MUDANÇA EXPRESSIVA NO CARTEL DA OPEP

 

30-04-2026


Em teoria econômica, os domínios são s mercados, onde os sistemas de concorrência são: concorrência pura, concorrência perfeita, concorrência monopolística, monopólio, monopsônio, oligopólio e oligopsônio. A forma de organização mais complexa está inserida no complexo do oligopólio, a qual é o cartel. Forma originária da Alemanha, criado para ser mais forte do que o monopólio, este um só vendedor. O cartel reúne alguns vendedores, os quais fazem pacto de dominar os mercados dos seus produtos, no que tange à produção, preços e racionamento pela força ou, abundância, para deslocar o concorrente, quando for o caso do seu interesse. O cartel é inexpugnável. Somente abalado, quando um dos seus principais membros rompe com seu esquema. O que é muito difícil. Aconteceu evento inusitado, de grande impacto nesta semana. O cartel denominado de ‘Países Produtores e Exportadores de Petróleo (OPEP)’, fundado em 1962, sofreu uma baixa expressiva dos Emirados Árabes Unidos, que produzem três milhões de barris de petróleo por dia, estando insatisfeito há muitos anos, tendo que obedecer ao comando da Arábia Saudita, que produz nove milhões de barris por dia. Ao declarar que saiu do cartel, aquele país irá se unir aos Estados Unidos da América, que é o maior produtor de petróleo do mundo e, que, em janeiro deste ano, ficou ainda mais forte, anexando a produção da Venezuela aos seus domínios.

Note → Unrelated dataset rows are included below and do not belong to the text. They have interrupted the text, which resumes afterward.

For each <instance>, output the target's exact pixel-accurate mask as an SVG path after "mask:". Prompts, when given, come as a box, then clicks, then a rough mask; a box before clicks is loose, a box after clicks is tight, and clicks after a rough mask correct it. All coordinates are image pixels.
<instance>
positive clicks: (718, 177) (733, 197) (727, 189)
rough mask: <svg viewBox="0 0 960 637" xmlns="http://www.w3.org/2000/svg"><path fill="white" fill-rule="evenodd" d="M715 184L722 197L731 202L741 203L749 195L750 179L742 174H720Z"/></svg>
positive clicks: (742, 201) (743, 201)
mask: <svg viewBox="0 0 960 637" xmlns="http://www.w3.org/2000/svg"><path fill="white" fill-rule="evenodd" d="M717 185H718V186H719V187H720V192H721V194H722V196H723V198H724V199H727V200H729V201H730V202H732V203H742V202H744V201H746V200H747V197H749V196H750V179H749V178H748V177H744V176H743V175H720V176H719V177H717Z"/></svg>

Aqui, em seguida, será transcrito, parte do texto da coluna de ontem, a seguir. “O economista Armínio Fraga, que já foi da equipe do megainvestidor George Soros, além de presidente do Banco Central do Brasil, que enxerga o cenário atual de vexame. Disse ele, ao jornal Valor, que ‘É um mundo onde a ordem global acabou. Não adianta tentar pintar um quadro mais róseo. Acabou mesmo. O que vem pela frente é difícil de prever. Transições hegemônicas tendem a ter períodos de turbulência. De repente, a gente acorda com a volta do Estado-Nação e com tudo aquilo que dá medo, em que vale mais a força do que a forma institucional’”.

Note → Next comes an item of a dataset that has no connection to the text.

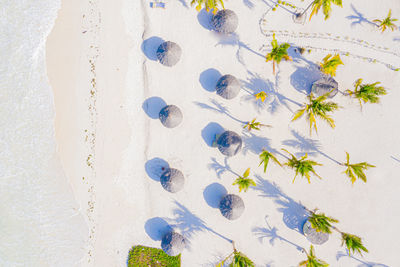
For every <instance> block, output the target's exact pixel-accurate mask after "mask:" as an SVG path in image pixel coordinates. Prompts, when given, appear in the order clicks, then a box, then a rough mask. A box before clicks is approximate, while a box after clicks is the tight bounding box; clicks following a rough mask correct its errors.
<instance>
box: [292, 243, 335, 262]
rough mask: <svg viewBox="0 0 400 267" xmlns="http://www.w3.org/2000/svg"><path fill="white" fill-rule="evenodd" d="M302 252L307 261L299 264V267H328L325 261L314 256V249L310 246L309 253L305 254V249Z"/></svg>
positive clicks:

Enfim, ontem os preços do barril do petróleo subiram e oscilaram até US$120.00. Segundo o Programa das Nações Unidas para o Desenvolvimento, a guerra já empurrou 30 milhões de pessoas para o nível de pobreza. O Banco Mundial afirmou que o preço da energia subirá cerca de 24%, bem como subirão muito os preços dos fertilizantes, se a guerra continua até maio. Assim, os prenúncios são de a inflação continuar subindo, os PIBs, do mundo e do Brasil, continuarem caindo e as taxas de juros se manterem muito elevadas. Ontem, mesmo, o Comitê de Política Monetária reduziu a taxa básica de juros em 0,25%, pela segunda vez neste início de ano, quando tinha prefixado iniciar o ciclo de baixa na SELIC de 0,5%, em duas reuniões, cada, mas teve que reduzir s expectativas e o mau humor dos mercados. Continua, inclusive, por reiterados dias também em forte queda das bolsas de valores.